La midió a lo largo: 1,71 metros. Luego, de ancho: 1,15 metros. Una vez que la marcó, dijo: “ Chaolín , apunte”, y le dio otros datos sobre el animal.
Sin embargo, al inspeccionar el nido, no había huevos. Los saqueadores se nos habían adelantado. Aún así, no le dieron espacio a la desilusión. La noche siguió en una frenética búsqueda de baulas y sus huevos. En total, pudimos observar cuatro de esos gigantescos animales y Jairo con su equipo rescató dos nidos de los siete que vimos. Los saqueadores llevaban ventaja.
Pese al resultado, Vanessa y Jairo comentaron que había sido una buena noche. En total, la suma dio 172 huevos rescatados. A las 3:50 de la madrugada, Jairo estaba guardando los huevos en hieleras con arena, con la esperanza de que las crías nacieran en 60 días.
Eso fue hace mes y medio. Jairo Mora no podrá ver cuántas de esas tortugas lo lograron pues fue asesinado en la madrugada del 5 de junio. Esa noche de su muerte, Almudena sí lo había acompañado. Fue una de las cuatro extranjeras que retuvieron los criminales. Rachel también iba con ellos esa noche trágica pero ya salió del país. En cuanto a Vanessa, ella sigue en la lucha y, de cuando en cuando, le escribe a Jairo pidiéndole que la despierte de esta pesadilla.
Con la voz quebrada, la española aseguró que estaba dispuesta a seguir la causa de Jairo Mora.
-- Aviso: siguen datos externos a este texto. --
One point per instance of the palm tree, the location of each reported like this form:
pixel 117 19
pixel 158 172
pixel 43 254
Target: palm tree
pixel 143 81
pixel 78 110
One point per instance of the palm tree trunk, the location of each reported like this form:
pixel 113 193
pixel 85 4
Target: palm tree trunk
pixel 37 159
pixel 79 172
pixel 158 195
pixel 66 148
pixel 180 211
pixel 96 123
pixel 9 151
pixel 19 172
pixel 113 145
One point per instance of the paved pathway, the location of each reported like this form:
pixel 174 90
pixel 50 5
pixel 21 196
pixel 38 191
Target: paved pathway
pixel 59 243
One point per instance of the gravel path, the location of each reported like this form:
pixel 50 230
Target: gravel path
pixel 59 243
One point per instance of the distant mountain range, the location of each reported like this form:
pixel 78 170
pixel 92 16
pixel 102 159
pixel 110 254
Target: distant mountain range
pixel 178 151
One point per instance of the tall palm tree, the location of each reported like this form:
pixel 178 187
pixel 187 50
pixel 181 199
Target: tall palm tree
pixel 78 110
Poco más de una semana ha pasado desde su asesinato. Y aunque todavía se escuchan las reacciones que suscitó su crimen, yo trato de retener en mi mente esa figura que me regaló Jairo: la del chiquillo que jugaba con su primo en la playa cuando de pronto vieron a la enorme baula yendo hacia el mar.
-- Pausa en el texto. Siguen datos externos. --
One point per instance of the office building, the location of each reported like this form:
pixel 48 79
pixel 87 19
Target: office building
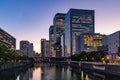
pixel 24 47
pixel 58 31
pixel 77 21
pixel 51 39
pixel 7 39
pixel 45 48
pixel 113 42
pixel 31 50
pixel 91 42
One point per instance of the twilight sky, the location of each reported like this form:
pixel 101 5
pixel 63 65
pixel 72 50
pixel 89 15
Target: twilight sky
pixel 30 19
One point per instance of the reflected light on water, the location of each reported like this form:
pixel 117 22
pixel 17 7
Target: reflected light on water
pixel 37 74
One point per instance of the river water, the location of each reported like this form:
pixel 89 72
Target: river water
pixel 42 71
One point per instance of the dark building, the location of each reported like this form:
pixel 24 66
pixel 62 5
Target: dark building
pixel 58 31
pixel 45 48
pixel 7 39
pixel 24 47
pixel 91 42
pixel 77 21
pixel 51 39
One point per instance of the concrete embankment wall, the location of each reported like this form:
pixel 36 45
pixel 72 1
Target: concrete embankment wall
pixel 108 68
pixel 10 65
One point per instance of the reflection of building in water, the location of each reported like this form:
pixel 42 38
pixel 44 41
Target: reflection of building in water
pixel 30 74
pixel 24 76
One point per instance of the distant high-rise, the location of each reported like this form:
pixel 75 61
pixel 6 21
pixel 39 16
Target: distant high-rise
pixel 58 31
pixel 77 21
pixel 31 50
pixel 7 39
pixel 45 48
pixel 24 47
pixel 113 42
pixel 51 39
pixel 91 42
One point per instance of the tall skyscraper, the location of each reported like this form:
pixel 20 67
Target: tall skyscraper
pixel 7 39
pixel 113 42
pixel 45 48
pixel 51 39
pixel 31 50
pixel 24 47
pixel 91 42
pixel 58 31
pixel 77 21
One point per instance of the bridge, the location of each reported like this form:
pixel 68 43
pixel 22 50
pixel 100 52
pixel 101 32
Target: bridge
pixel 40 59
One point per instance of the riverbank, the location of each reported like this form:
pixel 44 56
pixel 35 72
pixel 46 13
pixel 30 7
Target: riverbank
pixel 107 68
pixel 10 65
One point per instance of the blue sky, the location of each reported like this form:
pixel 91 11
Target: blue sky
pixel 30 19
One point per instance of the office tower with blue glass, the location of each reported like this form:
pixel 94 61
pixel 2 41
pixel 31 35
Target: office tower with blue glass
pixel 77 22
pixel 51 39
pixel 7 39
pixel 58 24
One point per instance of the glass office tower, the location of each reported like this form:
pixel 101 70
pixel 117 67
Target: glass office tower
pixel 51 38
pixel 58 31
pixel 77 21
pixel 7 39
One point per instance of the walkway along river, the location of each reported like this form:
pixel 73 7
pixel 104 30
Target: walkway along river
pixel 53 71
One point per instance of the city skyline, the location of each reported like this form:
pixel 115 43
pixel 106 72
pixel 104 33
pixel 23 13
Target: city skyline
pixel 30 20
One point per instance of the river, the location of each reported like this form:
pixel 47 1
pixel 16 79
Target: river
pixel 46 71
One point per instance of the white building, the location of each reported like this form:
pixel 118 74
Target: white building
pixel 113 42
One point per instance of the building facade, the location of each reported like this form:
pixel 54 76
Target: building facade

Mientras escribo, los veo correr hacia ella y encaramársele. Los veo reír al tiempo que se balancean sobre la espalda de la tortuga. Allí van, partidos de la risa sobre el animal, que sube y baja mientras sus aletas revuelcan la arena.
Sin embargo, en estos últimos días, esa estampa mental está algo cambiada. Ahora, sobre la tortuga únicamente veo a Jairo, quien llega sobre su caparazón hasta donde las olas besan la playa. Luego, el reptil da un par de aletazos y se lleva consigo a Jairo mar adentro, muy adentro.